In the late 16th century, long before there was an organized tourism industry, before mass-market leisure travel, before technology allowed us to change countries in hours not days, the Grand Tour was born. This type of journey, an extended trip undertaken by well-heeled young aristocrats, was generally made to such European cities as Paris, Venice, Florence, and especially Rome. For Italy, then as now, was a powerful intoxicant to the curious traveler. Grand Tourists often started their odyssey in London, embarking with a tutor, a guardian, perhaps a valet. They were expected to return home with mementos of their trip as well as a solid grounding in the masterpieces of art and architecture. In addition, they took something of a cultural immersion course in all things foreign—from language, history, and geography to food, clothes, customs, and politics.

By the late 1800s the Grand Tour had become something of a rite of passage, a finishing school for the European elite that lasted from several months to several years—a political, cultural, and artistic Baedeker of other lands. Its celebrants would revel in the past, and they would push the tour's scope beyond the world of Europe's grand landmarks to take in more distant sites—the Taj Mahal, the teeming bazaars of Istanbul, the storied Holy Land, and far, faraway Africa.

Flash forward to the present, and it is remarkable how the face of travel has been transformed. Today we travel as much to discover living cultures as to explore dead civilizations. And those European meccas that stirred the imagination in the Grand Tour's early days have now become so familiar, so accessible, that they are likely to spark the simple reaction: Been there, done that.

Travel, once a rarity for so many, has become an intrinsic fact of life—a right and an expectation. In a real sense, the Grand Tourists were the early precursors of the tribes of backpacking students who roam the globe on a lark and a shoestring. And those old Grand Tourists gave us all a philosophical road map to the world. Now we are no longer satisfied to simply visit a place—we want to experience it, steep ourselves in its cultural otherness, and dig beneath the surface in an effort to understand its inner workings. And with that has come a hunger for the next best place, for experiences beyond the ordinary, and for places that have escaped mass attention.

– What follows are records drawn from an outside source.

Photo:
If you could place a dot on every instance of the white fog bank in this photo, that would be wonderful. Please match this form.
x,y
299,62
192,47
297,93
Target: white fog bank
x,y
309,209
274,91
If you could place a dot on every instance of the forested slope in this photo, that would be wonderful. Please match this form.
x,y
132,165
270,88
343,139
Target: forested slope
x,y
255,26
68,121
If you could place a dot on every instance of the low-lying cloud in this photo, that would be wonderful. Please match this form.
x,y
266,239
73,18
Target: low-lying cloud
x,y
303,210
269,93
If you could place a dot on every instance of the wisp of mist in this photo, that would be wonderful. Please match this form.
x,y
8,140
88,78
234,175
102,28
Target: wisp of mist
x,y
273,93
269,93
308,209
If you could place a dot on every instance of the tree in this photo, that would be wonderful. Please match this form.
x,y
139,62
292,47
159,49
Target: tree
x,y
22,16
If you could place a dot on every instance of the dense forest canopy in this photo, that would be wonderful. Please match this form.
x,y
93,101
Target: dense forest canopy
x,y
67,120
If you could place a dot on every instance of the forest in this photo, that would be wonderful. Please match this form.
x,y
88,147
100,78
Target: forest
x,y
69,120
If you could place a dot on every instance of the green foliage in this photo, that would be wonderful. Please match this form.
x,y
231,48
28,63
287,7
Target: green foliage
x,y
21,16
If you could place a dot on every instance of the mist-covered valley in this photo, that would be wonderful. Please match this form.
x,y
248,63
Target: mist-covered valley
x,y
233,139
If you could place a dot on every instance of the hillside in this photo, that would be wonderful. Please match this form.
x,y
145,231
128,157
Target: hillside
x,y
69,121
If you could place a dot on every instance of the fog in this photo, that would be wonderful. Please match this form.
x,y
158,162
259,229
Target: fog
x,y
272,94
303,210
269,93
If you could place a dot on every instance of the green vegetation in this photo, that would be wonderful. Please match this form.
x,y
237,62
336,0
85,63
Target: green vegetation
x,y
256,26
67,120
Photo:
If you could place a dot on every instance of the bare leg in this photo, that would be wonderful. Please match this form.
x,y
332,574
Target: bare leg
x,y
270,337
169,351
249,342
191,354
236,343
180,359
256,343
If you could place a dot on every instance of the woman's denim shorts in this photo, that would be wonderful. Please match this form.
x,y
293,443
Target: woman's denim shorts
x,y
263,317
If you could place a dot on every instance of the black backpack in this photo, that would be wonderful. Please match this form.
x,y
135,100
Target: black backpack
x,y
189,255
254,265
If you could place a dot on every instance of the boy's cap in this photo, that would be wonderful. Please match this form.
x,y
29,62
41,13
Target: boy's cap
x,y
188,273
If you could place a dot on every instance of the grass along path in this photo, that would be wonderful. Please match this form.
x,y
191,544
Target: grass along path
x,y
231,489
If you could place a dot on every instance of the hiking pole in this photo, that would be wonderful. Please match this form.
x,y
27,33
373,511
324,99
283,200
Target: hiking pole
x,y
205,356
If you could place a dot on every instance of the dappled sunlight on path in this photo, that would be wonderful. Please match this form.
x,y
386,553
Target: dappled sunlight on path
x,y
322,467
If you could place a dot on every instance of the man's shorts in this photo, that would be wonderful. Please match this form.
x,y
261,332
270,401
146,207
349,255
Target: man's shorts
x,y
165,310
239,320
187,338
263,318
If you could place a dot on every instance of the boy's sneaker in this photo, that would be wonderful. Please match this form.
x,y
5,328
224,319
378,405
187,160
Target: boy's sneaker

So to celebrate Traveler magazine's 20th anniversary, and to reflect how dramatically travel has changed since this magazine was born in 1984, we offer a Grand Tour for the 21st century—a trip around the world in 80 destinations. These are all places we believe will become travel hotspots in the next 20 years, in the Americas, Africa, Europe, the Middle East, Asia, and the Pacific. They are destinations you can visit one by one or in a single around-the-world sweep.

Around-the-world tourism has been with us for a long time, though something of a curiosity, a venture often undertaken by thrill-seekers. But we think around-the-worlding will soon become more commonplace as people decide to take off longer chunks of time, as college grads delay their entry into the workforce, as retiring boomers embark on trips they once only talked about. True, most of us still dismiss the thought of such an adventure. We say we don't have the time. We say we don't have the money. But such a trip is actually within reach of most readers of Traveler. And it's not nearly as expensive as you might think. There are terrific resources to help you plan it. Amazing places to see. And great role models to inspire you. All in this issue. We hope our 20th birthday special convinces you that seeing more of the world need not be a dream. You can make it happen.